At a particularly heated moment during the Budget debate, the SDLP's Alban Maginnis told the DUP Finance Minister Peter Robinson to "get some therapy". Mr Robinson wanted the member to withdraw the phrase "or be withdrawn". However the Deputy Speaker David McClarty was unable to come to his aid. Mr McClarty said he had been so busy calling for order that he didn't hear the remark. So it may now fall to the Speaker Willie Hay to rule whether it is parliamentary to tell a member to get some therapy.
Could the first victim of the new Victims Commission be a humble NI Executive press release? The Ulster Unionist Stephen Warke complained to me about the biographical material accompanying the first statement by the Commissioners designate because it described the brother of Commissioner Patricia MacBride as "an IRA volunteer" killed "whilst on active service". The unionist argued that the use of the term "volunteer" legitimised the IRA campaign and could be deeply offensive to victims.
But when I searched for the "Statement issued by the Commissioners Designate for Victims and Survivors" on the NI Executive site it had disappeared. All I could see was "WebEngine error: Page not found!"
I am not sure if the statement's disappearance is connected, but I can predict this will not be the last disagreement about terminology that the Victims Commission will have to deal with.
Which Sinn Feiner has been getting under the DUP North Antrim MLA's skin? He asks the Culture Minister if the practice by Sinn Fein of "gaelicising the names of members from a Unionist background, during exchanges in the Assembly, contributed to his conclusion that an Irish Language Act could prove divisive".
In response, Eamann Poots (sorry that was gratuitous...) says the practice did not influence his approach to the Irish Language Act, but does not help in developing the language in a depoliticised manner.
I have to admit that I tried to gaelicise "Mervyn Storey", but its Welsh purity has left my Irish language boffins stumped.
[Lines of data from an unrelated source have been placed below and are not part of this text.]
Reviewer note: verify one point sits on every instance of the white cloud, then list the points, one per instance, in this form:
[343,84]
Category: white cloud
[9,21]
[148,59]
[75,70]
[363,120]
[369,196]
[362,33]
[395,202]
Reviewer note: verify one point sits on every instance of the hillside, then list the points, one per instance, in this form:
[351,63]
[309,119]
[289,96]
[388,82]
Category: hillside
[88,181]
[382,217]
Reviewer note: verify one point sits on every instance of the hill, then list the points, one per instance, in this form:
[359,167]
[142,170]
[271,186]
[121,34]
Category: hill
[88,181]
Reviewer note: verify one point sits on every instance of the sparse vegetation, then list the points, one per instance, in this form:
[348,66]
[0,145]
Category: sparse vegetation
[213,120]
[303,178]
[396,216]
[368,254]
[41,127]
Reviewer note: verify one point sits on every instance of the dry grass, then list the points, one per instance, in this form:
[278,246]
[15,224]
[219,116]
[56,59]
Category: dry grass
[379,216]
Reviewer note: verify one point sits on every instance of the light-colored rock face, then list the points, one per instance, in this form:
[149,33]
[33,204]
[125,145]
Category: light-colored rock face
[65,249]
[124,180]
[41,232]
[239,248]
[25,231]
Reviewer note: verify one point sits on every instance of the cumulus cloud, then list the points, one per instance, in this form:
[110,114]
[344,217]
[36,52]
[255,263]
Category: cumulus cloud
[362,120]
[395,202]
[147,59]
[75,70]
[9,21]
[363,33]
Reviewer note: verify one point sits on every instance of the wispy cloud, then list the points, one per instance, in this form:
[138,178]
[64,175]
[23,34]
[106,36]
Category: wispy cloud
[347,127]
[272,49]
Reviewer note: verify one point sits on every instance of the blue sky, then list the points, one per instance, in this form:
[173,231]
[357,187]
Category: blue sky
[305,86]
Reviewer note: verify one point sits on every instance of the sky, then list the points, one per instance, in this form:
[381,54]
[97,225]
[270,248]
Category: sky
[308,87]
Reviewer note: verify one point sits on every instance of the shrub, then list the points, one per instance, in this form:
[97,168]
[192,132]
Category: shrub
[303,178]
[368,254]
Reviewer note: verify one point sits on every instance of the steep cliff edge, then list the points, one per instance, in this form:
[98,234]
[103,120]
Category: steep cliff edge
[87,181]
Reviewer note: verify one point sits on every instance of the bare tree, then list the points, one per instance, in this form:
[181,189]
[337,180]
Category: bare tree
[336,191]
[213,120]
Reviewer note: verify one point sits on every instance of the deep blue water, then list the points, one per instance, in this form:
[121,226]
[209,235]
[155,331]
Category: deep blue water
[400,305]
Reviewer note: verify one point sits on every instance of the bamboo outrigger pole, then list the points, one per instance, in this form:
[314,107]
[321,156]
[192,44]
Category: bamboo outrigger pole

The DUP's Stephen Moutray wants to know what measures Sir Reg Empey has put in place to "prevent staff becoming ill". The Employment Minister gives him a long answer about his department's occupational health strategy. But I guess if Sir Reg had really got the business of preventing people becoming ill cracked, he might find another more lucrative niche in life, rather than holding down a job in this Executive
That's what Arlene Foster reckons it will cost over a period of 4 years to set up an Environmental Protection Agency. The Environment Minister has yet to announce her response to the recommendation, made by an independent team called in prior to the restoration of devolution, that such an agency should be created.
It's official. Arlene Foster has just told the Assembly that she is refusing Seymour Sweeney's application for a private visitor centre at the Giants Causeway. The minister has told the Assembly the proposal would have an adverse impact on the Causeway's World heritage site status as it would adversely affect the character of the area. If she had done this in the first place just think of the acres of newsprint that could have been saved.
UPDATE: A reasonably lively debate followed the Environment Minister's announcement. The best one liner came from the UUP's Danny Kennedy - "It would appear that the DUP have left Mr Sweeney on his tod."